8

Since array.find() iterates over an array, if I handle (potentially) large arrays, I always make sure to have an indexed object like so:

{ [id:string]: Item }

if I need to look up items by id in these arrays.

However, living in a time of V8 (and comparable engine optimisations for Safari and Firefox), I'm wondering if maybe under the hood, a simple array.find() is already optimized for it? Or will optimize for it (create such an indexed object) at runtime as soon as it has to perform this operation once?

Is it true that modern browsers already have some kind of optimization for O(N) type algorithms that could become O(1) with the proper implementation? Or am I thinking too much of what these browsers actually can / will do under the hood?

E_net4
  • 27,810
  • 13
  • 101
  • 139
Sventies
  • 2,314
  • 1
  • 28
  • 44
  • 2
    The optimisations that modern JS engines do don't "reduce complexity" as that is not quite possible. Take the phone book and jumble all the pages. Then find a specific number. How do you optimise that task to find your target immediately without going through pages one at a time? Not really possible. V8 might optimise *repeat* searches - it might, for example, not check the first 10 pages thoroughly for names starting with "B" because those pages are later on. If you want to see if something is slow or not *for your use case*, then read https://ericlippert.com/2012/12/17/performance-rant/ – VLAZ Feb 03 '22 at 15:51
  • You're thinking too much of what the browsers will do under the hood. If you know you're going to be looking things up by id, use an object indexed by id. Guaranteed O(1) rather than depending on a particular implementation of `find`... – Heretic Monkey Feb 03 '22 at 15:51
  • The spec says the method should loop through all elements until it found one. https://tc39.es/ecma262/multipage/indexed-collections.html#sec-array.prototype.find – Luca Kiebel Feb 03 '22 at 15:52
  • 1
    If you keep "index" of (supposedly) unique (?) keys pointing at array items ("for faster lookup"), wouldn't make sense to use Map instead? – myf Feb 03 '22 at 15:54
  • 1
    @luca yeah, but unless no observable side effect is specified, as long as the result is correct the engine might still do something which is not specified under the hood (e.g. an addition is not necessarily an addition, intermediate values are not necessarily calculated ...) – Jonas Wilms Feb 03 '22 at 21:18

1 Answers1

23

V8 developer here. The time complexity of Array.prototype.find is O(n) (with n being the array's length), and it's fair to assume that it will remain that way.
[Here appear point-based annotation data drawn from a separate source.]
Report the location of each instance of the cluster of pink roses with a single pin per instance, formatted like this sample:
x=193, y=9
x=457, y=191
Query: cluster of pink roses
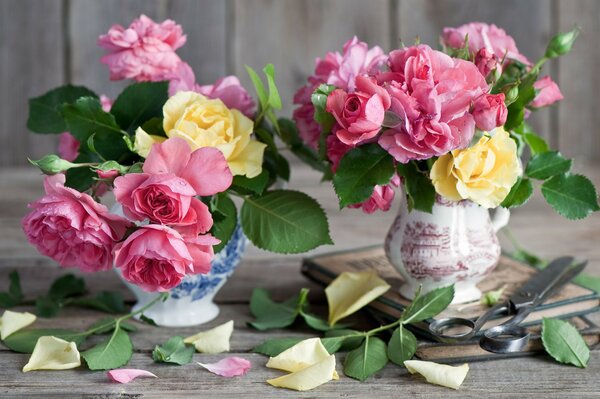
x=76, y=231
x=146, y=51
x=415, y=102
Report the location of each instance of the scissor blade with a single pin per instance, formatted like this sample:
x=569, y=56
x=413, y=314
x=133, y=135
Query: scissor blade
x=543, y=280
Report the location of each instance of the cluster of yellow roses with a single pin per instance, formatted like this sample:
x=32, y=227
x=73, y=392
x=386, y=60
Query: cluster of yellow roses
x=204, y=122
x=483, y=173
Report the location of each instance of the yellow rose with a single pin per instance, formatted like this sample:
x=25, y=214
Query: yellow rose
x=483, y=173
x=205, y=122
x=143, y=142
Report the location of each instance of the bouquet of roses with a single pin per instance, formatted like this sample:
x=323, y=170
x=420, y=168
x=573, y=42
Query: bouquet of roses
x=451, y=122
x=173, y=153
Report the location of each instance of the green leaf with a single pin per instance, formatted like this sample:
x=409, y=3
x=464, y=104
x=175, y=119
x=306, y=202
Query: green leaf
x=44, y=111
x=66, y=286
x=86, y=117
x=563, y=342
x=402, y=346
x=418, y=187
x=110, y=354
x=261, y=91
x=224, y=219
x=572, y=196
x=273, y=347
x=519, y=193
x=14, y=296
x=173, y=351
x=547, y=164
x=366, y=360
x=274, y=99
x=426, y=306
x=107, y=325
x=111, y=302
x=24, y=341
x=359, y=171
x=139, y=103
x=285, y=221
x=352, y=340
x=256, y=185
x=270, y=314
x=561, y=43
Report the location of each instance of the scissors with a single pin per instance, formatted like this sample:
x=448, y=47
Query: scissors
x=509, y=336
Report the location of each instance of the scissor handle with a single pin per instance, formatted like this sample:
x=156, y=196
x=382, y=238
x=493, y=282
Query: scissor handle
x=505, y=339
x=440, y=327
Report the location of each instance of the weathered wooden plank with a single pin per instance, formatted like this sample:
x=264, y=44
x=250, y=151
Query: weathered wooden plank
x=206, y=26
x=529, y=22
x=578, y=118
x=88, y=19
x=290, y=34
x=31, y=54
x=532, y=377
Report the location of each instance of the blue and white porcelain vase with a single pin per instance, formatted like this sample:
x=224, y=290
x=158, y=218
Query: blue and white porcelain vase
x=191, y=302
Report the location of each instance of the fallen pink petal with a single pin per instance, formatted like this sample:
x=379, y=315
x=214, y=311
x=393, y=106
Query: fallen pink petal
x=124, y=376
x=228, y=367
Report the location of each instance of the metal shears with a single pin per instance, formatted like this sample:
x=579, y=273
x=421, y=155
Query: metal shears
x=510, y=336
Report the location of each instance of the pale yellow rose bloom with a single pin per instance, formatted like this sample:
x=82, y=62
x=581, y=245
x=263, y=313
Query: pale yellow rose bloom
x=205, y=122
x=144, y=141
x=483, y=173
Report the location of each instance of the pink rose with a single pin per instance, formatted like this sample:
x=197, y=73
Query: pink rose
x=481, y=35
x=157, y=258
x=173, y=176
x=490, y=111
x=486, y=62
x=68, y=146
x=145, y=51
x=359, y=114
x=431, y=94
x=336, y=151
x=548, y=93
x=232, y=93
x=73, y=229
x=381, y=199
x=336, y=69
Generally speaking, it's often impossible for engines to improve the complexity class of an operation. In case of Array.prototype.find, the predicate function you pass might well care how often it gets called:

[1, 2, 3].find((value, index, object) => {
  console.log(`Checking ${value}...`);  // Or any other side effect.
  return value === 42;
});

In such a case, the engine has no choice but to iterate over the entire array in exactly the right order, because anything else would observably break your program's behavior.

In theory, since JS engines can do dynamic optimizations, they could inspect the predicate function, and if it has no side effects, they could use it to build up some sort of index/cache. Aside from the difficulty of building such a system that works for arbitrary predicates, this technique even when it does work would only speed up repeated searches of the same array with the same function, at the cost of wasting time and memory if this exact same scenario will not occur again. It seems unlikely that an engine can ever make this prediction with sufficient confidence to justify investing this time and memory.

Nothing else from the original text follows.